As the scale of the Holocaust became clearer, the share of Jews from Arab and Muslim countries in the plan was increased. In July 1943, Eliyahu Dobkin, the head of the Jewish Agency's immigration department, presented a map of the estimated 750,000 Jews in Islamic countries, and noted that:

… many of the Jews in Europe will perish in the Holocaust and the Jews of Russia are locked in. Therefore, the quantitative value of these three-quarters of a million Jews has risen to the level of a highly valuable political factor within the framework of world Jewry. The primary task we face is to rescue this Jewry, [and] the time has come to mount an assault on this Jewry for a Zionist conquest.

Similarly, Ben-Gurion stated at a meeting of the Jewish Agency Executive on 28 September 1944 that "My minimum used to be two million: now that we have been annihilated l say one million". On 30 July 1945, Ben-Gurion stated in his diary:

We have to bring over all of Bloc 5 [the Jews of Islamic countries], most of Bloc 4 [Western Europe], everything possible from Bloc 3 [Eastern Europe], and pioneers from Bloc 2 [the Jews of English-speaking countries] as soon as possible.

One of the issues that came up during discussions of the One Million Plan was the security of Jewish communities in Islamic countries. In a 1943 Mapai central committee speech, Eliyahu Dobkin stated his view that the creation of Israel in Arab Palestine will create danger for Jews living in other Arab countries. and Ben-Gurion wrote at a similar time of "the catastrophe that the Jews in eastern lands are expected to face as a result of Zionism."

Policies were put in place to enhance Zionist activity in the target countries to ensure the immigrants would come. Esther Meir-Glitzenstein notes that "Interestingly, Ben-Gurion cites political and rational reasons for bringing Jewish displaced persons from Europe, whereas in discussing the immigration of the Jews from Islamic countries he mentions not only a political and rational reason, but also a cultural-orientalist explanation, since the 'degeneration' of the East was one of the basic elements of this perception."

==Following establishment of Israel==
Implementation of a significant part of the One Million Plan's plans and recommendations took place in the newly established State of Israel, following its creation of in 1948. This included mass Aliyah, the setting up of Immigrant camps and Ma'abarot, the Reparations Agreement between Israel and West Germany, the National Water Carrier of Israel and the National Outline Plan.

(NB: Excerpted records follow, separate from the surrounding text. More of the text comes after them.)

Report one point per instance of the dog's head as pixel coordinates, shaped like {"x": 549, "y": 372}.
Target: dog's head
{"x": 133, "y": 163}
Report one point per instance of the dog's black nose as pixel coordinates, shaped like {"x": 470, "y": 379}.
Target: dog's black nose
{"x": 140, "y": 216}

As a result of the withdrawal of British forces and the declaration of the State of Israel in May 1948, the immigration restrictions to the country were removed, making it possible to implement the policy changes relating to large-scale Aliyah focused on Jews from Arab and Muslim countries. Ben Gurion's government subsequently presented the Knesset with a plan to double the population of 600,000 within four years. This immigration policy had some opposition within the new Israeli government, such as those who argued that there was "no justification for organizing large-scale emigration among Jews whose lives were not in danger, particularly when the desire and motivation were not their own" as well as those who argued that the absorption process caused "undue hardship". However, the force of Ben-Gurion's influence and insistence ensured that unrestricted immigration continued.

According to Dr Irit Katz, the ma'abarot camps were the product of the One Million Plan. Dr Roy Kozlovsky notes that the prior existence of the One Million Plan suggests that "the concept of the ma'abara was in fact the precondition for, not the effect of, mass immigration". Dr Piera Rossetto described the debate around the conditions of the Ma'abarot, stating her opinion that "the most controversial issue in this respect is not the outcome (e.g. the ma’abarot) of the choice, rather the choice in itself to bring to Israel so many thousands of immigrants, following the idea of the “One Million Plan” unveiled by Ben Gurion in 1944".